For polycythemia vera (PV), I spoke about the current state-of-the-art regimen, hydroxyurea, which remains to be the frontline drug of choice when cytoreduction is needed. Before that, low-dose aspirin and phlebotomy has been and still is the mainstay treatment. For those who need something further, hydroxyurea is [indicated in the] first-line [setting]. There are other options. Ruxolitinib is now FDA approved as a second-line therapy for patients with PV who are resistant or intolerant to hydroxyurea. Interferon is [also] making a resurgence. There are these newer formulations of interferon—pegylated interferon—that are longer lasting and may be less toxic than the standard interferon.

How have you seen ruxolitinib impact the landscape since its approval?

It's very good at what it does: shrinking spleen size and controlling constitutional symptoms, which are very important sources of clinical problems for our patients. It is part of the reason why patients lose weight, have decreased muscle mass, and poor performance status. If physicians can significantly reduce the spleen size and improve their patient's ability to eat, that can help performance status.

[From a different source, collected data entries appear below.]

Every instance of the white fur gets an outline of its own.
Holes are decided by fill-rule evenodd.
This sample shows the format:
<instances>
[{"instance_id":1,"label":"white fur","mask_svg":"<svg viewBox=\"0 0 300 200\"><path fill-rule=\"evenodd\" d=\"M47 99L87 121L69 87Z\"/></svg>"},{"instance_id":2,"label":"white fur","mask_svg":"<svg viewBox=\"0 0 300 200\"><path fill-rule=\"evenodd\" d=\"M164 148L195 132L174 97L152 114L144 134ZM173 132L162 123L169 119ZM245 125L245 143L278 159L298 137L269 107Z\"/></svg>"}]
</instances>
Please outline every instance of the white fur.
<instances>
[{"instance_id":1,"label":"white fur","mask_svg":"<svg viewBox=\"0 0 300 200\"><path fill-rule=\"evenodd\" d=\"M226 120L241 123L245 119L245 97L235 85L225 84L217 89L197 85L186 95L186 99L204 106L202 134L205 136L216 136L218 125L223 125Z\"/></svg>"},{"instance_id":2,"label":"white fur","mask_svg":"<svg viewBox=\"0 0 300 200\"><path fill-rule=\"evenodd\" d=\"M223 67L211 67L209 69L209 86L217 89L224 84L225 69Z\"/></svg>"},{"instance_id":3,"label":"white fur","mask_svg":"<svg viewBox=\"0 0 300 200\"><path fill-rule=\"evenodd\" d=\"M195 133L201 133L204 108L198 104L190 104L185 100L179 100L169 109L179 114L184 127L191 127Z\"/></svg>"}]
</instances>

Reducing some of the constitutional symptoms also improves a patient’s quality of life. The use of ruxolitinib does, however, lower platelet count. Physicians must be careful about that and adjust the dose appropriately. It may worsen anemia, at least initially, which is a problem that most patients are dealing with already. For most patients, if their hemoglobin drops, it will recover to baseline after a few months. That effect does not seem to impair or impact the ultimate benefits of the drug.